- Location: Delaware County, Oklahoma
- Nearest city: Grove, Oklahoma
- Coordinates: 36°34′32″N 94°47′02″W﻿ / ﻿36.57556°N 94.78389°W
- Area: 30 acres (12 ha)
- Visitors: 120,354 (in 2021)
- Governing body: Oklahoma Department of Tourism and Recreation
- Website: Official website

= Honey Creek State Park =

State park in Oklahoma, United States

The Honey Creek Area at Grand Lake State Park, previously Honey Creek State Park, is a 30 acre Oklahoma state park located on Grand Lake, near the city of Grove, Oklahoma in Delaware County, Oklahoma.

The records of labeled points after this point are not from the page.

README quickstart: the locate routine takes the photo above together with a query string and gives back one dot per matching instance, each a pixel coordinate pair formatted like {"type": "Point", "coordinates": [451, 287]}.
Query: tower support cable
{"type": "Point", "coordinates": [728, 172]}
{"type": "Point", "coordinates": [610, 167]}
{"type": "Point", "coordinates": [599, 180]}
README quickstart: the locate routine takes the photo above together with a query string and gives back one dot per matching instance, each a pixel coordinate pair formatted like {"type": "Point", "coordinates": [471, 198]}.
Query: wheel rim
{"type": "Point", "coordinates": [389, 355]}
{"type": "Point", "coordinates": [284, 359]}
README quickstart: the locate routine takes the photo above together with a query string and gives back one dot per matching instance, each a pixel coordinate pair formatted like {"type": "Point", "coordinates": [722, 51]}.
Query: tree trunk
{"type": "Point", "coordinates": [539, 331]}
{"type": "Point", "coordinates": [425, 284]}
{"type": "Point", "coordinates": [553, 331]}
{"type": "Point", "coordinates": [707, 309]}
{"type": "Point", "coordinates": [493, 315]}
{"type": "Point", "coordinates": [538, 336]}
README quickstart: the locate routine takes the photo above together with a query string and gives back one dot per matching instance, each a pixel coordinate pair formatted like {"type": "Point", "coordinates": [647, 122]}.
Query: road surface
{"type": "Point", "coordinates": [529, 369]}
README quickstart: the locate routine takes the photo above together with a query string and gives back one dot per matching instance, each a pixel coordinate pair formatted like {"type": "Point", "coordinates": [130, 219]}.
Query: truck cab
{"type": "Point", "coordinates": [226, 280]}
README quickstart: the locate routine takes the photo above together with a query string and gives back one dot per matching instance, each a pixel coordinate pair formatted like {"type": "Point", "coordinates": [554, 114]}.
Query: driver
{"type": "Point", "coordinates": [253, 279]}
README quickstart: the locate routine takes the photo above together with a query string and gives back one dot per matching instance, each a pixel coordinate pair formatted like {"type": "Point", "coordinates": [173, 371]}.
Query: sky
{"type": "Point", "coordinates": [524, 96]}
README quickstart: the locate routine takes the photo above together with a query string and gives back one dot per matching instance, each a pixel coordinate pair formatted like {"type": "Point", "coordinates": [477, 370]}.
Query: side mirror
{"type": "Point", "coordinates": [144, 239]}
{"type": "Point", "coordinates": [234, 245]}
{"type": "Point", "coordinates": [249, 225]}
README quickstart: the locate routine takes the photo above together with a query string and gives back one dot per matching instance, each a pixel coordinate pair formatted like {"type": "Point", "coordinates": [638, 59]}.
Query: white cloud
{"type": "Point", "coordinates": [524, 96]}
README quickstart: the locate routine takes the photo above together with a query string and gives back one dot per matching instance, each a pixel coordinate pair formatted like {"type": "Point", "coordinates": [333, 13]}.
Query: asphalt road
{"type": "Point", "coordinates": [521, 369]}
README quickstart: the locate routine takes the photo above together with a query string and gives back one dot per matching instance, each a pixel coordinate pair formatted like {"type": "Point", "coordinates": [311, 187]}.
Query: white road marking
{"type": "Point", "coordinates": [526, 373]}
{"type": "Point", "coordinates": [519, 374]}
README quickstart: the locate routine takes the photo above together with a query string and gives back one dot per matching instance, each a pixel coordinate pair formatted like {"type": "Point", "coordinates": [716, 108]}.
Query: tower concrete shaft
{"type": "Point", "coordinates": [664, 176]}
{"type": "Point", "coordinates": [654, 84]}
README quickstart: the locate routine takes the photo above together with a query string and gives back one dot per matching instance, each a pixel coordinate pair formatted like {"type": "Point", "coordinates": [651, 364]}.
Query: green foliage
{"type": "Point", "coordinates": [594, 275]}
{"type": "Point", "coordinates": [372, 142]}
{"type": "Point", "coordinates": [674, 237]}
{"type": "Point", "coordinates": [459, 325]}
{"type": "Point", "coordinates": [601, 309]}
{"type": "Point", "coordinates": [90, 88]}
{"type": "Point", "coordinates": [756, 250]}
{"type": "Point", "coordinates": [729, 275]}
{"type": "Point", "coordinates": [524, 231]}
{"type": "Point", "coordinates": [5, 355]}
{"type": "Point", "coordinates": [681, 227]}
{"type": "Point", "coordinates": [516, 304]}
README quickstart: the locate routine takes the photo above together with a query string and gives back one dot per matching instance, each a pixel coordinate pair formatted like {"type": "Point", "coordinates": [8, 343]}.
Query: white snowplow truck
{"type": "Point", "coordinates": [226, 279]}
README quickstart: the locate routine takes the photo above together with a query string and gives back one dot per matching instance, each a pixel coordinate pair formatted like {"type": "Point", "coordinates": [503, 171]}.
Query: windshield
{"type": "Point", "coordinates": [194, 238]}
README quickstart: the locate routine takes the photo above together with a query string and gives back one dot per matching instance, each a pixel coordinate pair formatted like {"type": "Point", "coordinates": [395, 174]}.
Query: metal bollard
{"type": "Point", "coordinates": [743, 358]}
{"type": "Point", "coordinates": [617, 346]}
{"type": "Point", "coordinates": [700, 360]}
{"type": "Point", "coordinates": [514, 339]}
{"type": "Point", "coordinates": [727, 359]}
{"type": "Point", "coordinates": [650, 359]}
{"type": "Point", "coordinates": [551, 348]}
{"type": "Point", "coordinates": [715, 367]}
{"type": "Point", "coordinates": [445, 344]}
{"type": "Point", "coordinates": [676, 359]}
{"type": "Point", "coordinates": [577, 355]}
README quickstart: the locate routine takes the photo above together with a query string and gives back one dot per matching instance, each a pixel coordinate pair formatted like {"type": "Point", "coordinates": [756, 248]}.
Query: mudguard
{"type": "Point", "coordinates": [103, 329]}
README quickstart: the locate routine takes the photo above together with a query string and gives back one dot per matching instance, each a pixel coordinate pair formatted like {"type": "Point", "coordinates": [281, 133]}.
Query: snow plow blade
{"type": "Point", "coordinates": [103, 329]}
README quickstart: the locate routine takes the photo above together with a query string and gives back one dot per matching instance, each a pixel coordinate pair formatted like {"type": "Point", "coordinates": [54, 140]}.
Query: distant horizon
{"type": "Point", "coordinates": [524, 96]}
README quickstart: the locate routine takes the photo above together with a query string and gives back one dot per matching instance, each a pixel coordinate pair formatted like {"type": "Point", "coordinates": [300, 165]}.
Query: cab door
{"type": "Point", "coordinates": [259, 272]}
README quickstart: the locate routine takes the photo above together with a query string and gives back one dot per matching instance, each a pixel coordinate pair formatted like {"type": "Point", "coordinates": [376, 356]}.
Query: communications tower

Honey Creek provides access to Grand Lake for fishing and boating. Facilities include 49 RV sites, 100 tent sites, paved interior roads and RV sites, lighted boat ramp, picnic areas and two covered group shelters, outdoor grills, 4 comfort stations with showers, dump station, a playground, swimming pool, a courtesy boat dock for loading and unloading, courtesy fishing dock, and fish cleaning station.

==Fees==
To help fund a backlog of deferred maintenance and park improvements, the state implemented an entrance fee for this park and 21 others effective June 15, 2020. The fees, charged per vehicle, start at $10 per day for a single-day or $8 for residents with an Oklahoma license plate or Oklahoma tribal plate. Fees are waived for honorably discharged veterans and Oklahoma residents age 62 & older and their spouses. Passes good for three days or a week are also available; annual passes good at all 22 state parks charging fees are offered at a cost of $75 for out-of-state visitors or $60 for Oklahoma residents.